Canada climbing towards emissions goals PDF Print
Local Content - Local News
Written by Trevor Busch   
Thursday, 16 August 2012 22:10

Canada is half way towards meeting its 2020 greenhouse gas (GHG) emissions targets, according to an announcement made last week.
“There’s a ways to go yet in terms of the number of things that we need to do, but we are making some progress,” said Medicine Hat MP LaVar Payne. “That’s an important aspect. Overall, we still need to work with the provinces, obviously because industries are generally under provincial regulation.”
By their own account, the federal government has contributed to the projected emissions reductions by regulating greenhouse gas emissions from the transportation and electricity sectors, and is continuing to work with industry partners to reduce emissions from other sectors, including oil and gas.
Payne highlighted the drive of his government to better streamline environmental review practices to make them more cost efficient and expedite future investment.
“Our budget, Bill 38, what we’re trying to do is get to one environmental review, which is appropriate, because a lot of times we would have the province doing a review, and the feds doing a review. When you’re doing that sort of thing, that doesn’t help business, it costs them twice as much. A lot of times people will just walk away from a project rather than have to go through two reviews, because it’s extremely expensive. I always point out the Mackenzie Valley Pipeline, that thing went on for years, and now it’s ready to go, but now gas prices are so low that nobody is going to make a big investment in it.”

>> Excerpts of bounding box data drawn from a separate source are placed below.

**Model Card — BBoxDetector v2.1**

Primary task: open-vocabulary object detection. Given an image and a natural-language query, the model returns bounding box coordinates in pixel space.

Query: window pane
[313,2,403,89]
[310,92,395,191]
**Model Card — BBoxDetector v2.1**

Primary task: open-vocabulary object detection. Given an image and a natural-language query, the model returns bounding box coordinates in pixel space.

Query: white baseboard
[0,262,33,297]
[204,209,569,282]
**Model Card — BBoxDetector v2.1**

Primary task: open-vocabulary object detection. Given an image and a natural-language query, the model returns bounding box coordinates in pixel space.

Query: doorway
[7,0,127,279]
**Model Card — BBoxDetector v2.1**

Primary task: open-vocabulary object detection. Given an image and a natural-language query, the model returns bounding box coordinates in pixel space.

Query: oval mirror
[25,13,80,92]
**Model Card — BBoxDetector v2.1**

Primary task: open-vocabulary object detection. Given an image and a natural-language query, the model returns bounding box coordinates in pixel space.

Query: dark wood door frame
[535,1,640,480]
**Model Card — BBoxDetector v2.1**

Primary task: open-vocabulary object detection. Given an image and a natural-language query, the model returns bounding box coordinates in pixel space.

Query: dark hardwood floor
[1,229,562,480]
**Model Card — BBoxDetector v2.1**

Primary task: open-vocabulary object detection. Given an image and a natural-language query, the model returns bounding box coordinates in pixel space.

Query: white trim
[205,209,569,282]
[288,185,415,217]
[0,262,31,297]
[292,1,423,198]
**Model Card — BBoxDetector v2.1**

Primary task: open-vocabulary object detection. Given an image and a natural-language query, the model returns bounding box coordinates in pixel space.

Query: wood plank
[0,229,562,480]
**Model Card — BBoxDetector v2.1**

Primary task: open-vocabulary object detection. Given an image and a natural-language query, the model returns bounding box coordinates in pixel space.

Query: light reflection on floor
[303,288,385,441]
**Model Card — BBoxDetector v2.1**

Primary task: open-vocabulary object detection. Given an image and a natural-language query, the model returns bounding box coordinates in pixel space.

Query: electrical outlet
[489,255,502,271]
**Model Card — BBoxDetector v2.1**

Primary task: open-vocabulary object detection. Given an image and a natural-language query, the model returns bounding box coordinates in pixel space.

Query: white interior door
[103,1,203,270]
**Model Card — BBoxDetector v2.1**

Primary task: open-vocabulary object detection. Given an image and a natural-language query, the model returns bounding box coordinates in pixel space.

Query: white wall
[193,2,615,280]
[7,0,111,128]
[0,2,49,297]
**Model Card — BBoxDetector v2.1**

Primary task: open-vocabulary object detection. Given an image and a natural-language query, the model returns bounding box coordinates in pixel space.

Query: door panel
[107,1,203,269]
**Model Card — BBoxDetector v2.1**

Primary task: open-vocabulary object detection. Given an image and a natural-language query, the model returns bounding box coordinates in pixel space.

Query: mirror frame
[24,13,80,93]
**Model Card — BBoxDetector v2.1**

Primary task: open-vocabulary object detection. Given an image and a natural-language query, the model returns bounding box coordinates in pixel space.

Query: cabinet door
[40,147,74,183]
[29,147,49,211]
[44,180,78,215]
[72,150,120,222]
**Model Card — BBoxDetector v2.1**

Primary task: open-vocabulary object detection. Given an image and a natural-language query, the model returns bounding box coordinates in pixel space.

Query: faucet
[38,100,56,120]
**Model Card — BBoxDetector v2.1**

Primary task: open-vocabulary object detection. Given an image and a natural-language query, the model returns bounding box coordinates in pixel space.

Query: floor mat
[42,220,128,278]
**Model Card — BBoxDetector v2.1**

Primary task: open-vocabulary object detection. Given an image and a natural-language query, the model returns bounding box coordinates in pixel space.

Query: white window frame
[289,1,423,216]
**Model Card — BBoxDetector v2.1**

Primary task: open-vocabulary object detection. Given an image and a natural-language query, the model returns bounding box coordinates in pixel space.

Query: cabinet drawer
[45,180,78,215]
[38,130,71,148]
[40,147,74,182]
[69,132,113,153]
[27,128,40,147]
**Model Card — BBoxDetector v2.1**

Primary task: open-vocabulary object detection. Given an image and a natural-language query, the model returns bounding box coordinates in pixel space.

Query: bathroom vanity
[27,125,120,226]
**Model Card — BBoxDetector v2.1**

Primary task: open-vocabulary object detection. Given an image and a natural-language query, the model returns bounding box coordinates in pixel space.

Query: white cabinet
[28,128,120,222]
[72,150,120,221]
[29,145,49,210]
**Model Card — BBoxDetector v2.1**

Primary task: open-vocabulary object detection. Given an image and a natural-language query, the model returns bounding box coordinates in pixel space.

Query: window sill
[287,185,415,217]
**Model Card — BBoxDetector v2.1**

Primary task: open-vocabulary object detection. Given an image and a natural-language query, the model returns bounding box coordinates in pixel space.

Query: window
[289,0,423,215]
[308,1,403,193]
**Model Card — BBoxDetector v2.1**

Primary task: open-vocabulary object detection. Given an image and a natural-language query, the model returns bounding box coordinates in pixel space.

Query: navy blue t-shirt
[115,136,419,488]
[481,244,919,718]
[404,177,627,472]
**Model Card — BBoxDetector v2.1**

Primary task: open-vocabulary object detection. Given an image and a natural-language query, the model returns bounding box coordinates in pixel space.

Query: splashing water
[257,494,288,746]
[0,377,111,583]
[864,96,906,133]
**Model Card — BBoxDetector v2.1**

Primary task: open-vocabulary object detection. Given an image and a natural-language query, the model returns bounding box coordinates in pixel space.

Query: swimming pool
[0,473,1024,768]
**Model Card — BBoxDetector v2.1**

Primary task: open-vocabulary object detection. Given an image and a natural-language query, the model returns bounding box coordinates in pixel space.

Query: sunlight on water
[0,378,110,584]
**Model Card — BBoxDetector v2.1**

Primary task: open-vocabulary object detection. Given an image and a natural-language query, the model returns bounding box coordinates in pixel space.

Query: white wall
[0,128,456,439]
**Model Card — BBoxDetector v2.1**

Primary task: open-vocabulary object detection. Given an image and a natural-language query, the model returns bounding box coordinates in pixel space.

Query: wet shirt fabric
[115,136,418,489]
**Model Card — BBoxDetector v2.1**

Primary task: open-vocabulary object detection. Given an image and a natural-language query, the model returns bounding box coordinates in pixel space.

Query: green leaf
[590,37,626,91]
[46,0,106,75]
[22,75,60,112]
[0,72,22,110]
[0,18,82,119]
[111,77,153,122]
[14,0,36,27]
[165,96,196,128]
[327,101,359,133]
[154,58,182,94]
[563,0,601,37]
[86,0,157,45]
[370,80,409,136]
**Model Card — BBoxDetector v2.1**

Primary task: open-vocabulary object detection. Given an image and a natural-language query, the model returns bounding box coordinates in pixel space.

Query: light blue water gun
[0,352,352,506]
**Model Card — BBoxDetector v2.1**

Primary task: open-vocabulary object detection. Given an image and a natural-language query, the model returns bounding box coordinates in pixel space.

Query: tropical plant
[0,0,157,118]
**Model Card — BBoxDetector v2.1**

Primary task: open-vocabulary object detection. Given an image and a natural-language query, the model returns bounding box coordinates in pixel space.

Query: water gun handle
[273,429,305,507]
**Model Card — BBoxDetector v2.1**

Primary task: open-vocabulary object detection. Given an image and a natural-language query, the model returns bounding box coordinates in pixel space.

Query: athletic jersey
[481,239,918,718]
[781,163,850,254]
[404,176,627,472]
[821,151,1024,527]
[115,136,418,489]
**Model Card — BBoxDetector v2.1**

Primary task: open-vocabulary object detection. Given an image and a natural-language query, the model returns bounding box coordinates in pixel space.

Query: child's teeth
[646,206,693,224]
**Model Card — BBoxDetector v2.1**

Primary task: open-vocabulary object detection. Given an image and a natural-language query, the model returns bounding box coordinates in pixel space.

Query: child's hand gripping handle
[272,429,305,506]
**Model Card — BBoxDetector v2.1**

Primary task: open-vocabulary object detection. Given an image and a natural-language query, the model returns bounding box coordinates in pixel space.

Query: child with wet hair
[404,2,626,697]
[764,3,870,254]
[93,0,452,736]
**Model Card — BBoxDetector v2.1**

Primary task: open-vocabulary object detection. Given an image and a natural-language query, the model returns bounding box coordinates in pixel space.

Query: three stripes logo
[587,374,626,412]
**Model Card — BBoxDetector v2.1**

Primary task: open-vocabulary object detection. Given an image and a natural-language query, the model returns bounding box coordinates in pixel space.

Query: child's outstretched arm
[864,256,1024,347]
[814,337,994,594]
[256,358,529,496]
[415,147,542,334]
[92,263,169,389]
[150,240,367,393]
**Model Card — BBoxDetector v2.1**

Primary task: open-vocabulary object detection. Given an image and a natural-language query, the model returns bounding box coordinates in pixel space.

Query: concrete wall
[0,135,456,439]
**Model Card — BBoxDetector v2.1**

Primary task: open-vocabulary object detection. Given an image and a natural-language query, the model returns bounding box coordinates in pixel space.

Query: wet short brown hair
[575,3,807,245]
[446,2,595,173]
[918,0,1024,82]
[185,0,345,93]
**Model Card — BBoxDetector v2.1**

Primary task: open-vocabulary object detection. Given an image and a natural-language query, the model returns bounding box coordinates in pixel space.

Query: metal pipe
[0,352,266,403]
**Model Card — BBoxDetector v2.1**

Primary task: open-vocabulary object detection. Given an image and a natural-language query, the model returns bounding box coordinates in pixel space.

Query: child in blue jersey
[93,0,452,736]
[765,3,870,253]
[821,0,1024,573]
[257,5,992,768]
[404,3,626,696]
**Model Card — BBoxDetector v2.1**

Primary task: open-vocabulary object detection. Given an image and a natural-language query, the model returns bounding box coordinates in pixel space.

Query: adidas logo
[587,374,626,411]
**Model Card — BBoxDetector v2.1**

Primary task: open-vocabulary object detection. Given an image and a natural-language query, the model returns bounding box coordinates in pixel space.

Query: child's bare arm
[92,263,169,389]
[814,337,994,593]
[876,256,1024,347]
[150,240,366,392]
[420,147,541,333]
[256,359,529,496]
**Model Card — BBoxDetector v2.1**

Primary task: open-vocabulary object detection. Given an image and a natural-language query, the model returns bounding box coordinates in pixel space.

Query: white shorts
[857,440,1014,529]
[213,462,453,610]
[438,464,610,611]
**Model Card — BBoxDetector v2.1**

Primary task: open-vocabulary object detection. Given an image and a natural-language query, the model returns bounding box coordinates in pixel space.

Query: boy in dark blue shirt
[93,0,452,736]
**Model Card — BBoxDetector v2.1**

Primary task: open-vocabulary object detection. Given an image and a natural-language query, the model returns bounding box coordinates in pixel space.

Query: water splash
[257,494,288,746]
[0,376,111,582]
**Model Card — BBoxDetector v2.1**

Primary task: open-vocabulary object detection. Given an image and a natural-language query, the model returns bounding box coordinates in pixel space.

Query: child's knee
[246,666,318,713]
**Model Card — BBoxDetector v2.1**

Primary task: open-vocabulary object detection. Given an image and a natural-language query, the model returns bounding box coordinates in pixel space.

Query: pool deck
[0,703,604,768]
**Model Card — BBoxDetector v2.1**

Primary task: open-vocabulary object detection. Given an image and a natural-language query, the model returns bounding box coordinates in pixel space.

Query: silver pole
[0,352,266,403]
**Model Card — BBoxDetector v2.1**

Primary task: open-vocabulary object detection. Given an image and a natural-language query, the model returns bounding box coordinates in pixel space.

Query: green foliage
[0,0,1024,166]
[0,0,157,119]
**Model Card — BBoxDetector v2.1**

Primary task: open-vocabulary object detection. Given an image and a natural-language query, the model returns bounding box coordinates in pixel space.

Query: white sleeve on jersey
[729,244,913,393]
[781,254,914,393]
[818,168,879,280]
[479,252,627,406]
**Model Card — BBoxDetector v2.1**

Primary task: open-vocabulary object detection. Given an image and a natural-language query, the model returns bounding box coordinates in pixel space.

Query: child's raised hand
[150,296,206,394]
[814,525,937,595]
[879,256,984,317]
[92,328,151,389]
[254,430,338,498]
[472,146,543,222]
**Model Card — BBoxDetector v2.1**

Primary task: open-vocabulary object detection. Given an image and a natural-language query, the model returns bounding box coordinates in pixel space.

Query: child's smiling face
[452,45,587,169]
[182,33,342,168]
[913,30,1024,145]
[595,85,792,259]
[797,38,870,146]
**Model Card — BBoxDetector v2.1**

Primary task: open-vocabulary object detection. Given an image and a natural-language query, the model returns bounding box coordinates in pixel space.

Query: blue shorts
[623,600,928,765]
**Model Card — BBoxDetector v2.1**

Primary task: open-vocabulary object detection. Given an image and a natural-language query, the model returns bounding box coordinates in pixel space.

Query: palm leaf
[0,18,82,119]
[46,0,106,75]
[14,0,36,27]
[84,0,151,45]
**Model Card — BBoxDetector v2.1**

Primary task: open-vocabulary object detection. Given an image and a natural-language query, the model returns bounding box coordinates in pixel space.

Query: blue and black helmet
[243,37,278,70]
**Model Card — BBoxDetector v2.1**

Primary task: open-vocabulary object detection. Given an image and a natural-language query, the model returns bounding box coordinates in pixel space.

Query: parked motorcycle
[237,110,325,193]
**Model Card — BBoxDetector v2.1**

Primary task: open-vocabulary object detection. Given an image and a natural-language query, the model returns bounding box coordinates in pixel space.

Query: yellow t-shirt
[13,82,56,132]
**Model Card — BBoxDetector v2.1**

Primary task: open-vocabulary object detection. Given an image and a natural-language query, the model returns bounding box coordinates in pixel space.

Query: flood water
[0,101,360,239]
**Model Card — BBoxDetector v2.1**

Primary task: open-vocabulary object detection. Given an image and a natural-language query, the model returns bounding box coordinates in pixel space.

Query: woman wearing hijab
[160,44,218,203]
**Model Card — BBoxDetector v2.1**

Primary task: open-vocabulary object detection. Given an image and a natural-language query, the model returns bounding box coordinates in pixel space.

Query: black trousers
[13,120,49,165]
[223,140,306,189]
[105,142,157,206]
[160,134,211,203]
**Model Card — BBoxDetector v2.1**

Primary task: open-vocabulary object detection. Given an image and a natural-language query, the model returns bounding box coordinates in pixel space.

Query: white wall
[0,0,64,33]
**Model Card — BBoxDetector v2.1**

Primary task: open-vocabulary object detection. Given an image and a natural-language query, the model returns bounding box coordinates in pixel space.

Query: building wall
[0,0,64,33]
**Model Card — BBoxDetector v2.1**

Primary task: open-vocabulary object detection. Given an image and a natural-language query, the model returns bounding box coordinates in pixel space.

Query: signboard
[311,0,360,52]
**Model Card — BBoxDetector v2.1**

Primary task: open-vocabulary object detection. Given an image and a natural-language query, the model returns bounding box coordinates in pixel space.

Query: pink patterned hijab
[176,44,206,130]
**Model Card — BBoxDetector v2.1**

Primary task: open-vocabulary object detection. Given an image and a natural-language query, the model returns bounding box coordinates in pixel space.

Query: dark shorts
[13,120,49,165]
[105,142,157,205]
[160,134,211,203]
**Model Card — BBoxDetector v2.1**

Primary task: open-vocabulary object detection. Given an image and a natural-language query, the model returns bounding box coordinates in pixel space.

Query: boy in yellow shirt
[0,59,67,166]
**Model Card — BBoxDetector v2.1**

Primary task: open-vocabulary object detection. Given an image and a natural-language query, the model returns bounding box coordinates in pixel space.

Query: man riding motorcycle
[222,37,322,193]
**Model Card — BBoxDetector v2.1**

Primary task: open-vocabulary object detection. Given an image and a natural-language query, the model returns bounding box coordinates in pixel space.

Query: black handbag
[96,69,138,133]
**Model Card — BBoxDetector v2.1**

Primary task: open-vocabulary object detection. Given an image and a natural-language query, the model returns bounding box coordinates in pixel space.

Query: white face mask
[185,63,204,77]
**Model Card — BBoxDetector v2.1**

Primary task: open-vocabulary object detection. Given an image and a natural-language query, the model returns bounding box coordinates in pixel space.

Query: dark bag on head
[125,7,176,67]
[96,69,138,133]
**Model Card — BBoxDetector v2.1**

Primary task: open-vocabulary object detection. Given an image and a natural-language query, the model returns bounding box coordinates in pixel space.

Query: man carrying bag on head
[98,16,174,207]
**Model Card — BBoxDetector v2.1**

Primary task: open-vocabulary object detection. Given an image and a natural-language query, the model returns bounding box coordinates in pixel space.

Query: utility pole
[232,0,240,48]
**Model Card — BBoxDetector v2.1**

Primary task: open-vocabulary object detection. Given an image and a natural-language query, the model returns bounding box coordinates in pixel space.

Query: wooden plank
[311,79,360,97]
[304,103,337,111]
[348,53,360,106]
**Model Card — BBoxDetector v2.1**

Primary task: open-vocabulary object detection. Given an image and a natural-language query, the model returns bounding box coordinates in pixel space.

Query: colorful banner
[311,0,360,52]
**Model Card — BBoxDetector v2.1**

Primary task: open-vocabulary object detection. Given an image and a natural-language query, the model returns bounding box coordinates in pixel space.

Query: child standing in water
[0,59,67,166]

Under the Copenhagen Accord, Canada has committed to reducing its greenhouse gas emissions by 17 per cent from 2005 levels by 2020. Canada’s Emissions Trends Report, released last week, shows a projection of greenhouse gas emissions to 2020, taking into account the latest economic and emissions data, as well as current federal and provincial actions to reduce emissions.
For the first time this year, Canada’s Emissions Trends Report includes in its projections the contribution of the Land Use Land-Use Change and Forestry (LULUCF) sector to reducing GHG emissions.